Some not all of the capability, and after 10 years that is the worst planned replacement ever. The computer system was obsolete, true, that the vehicle was over built for its current responsibility, true, but I would have like to have seen one retained full size shuttle, I'de like to see another Hubble go up. But anyway that's a luxury, manned space-flight capability is not, a 'mobile' working space platform is not.

Under no circumstances could I possibly countenance continuation of the Space Shuttle program. The operating costs were through the roof, and there were multiple glaring flaws with the concept that made it far less safe than any manned space vehicle should be, such as the absence of an effective LAS. The only really unique things that the Space Shuttle brought were a large-volume payload bay and manned capabilities; in terms of payload mass, it's pretty thoroughly matched by the Delta IV Heavy, and will be exceeded by the Falcon Heavy and New Glenn.

I would rather have the US go for another couple decades without indigenous human spaceflight capability than risk astronauts in the disaster (and expensive disaster) that was the Space Shuttle.

It was a failure as a cargo delivery vehicle due to poor operational tempo and sky-high operating costs (estimated at something in the realm of $18,000/kg).

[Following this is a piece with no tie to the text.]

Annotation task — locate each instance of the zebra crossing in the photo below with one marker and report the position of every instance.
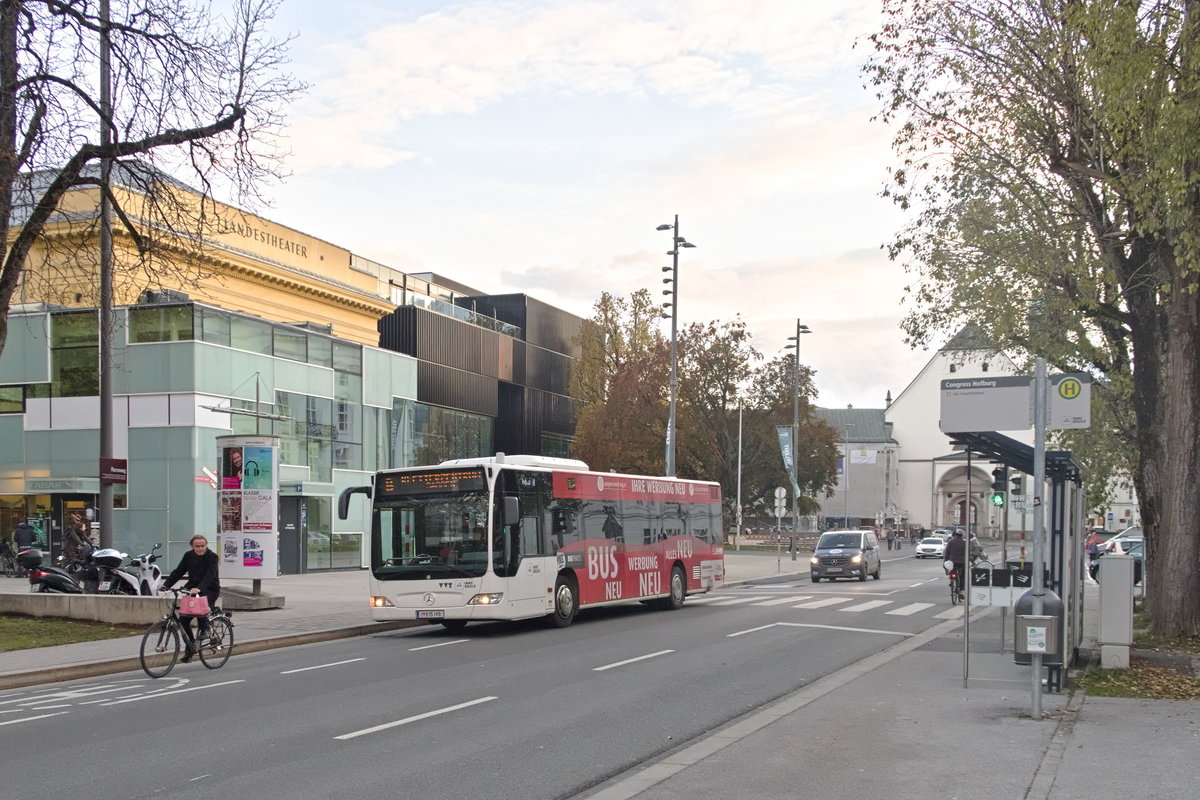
(899, 608)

Maintaining "just one" Space Shuttle would make this even worse, since the vast majority of Space Shuttle operational costs were fixed costs that did not change no matter how many or how few launches they made.

It was a failure as a human spaceflight system due to numerous design flaws making it a dangerous craft to be in; on top of that, it had essentially no capacity to go beyond LEO, whereas even the "low-capability" Crew Dragon can go for a lunar free return.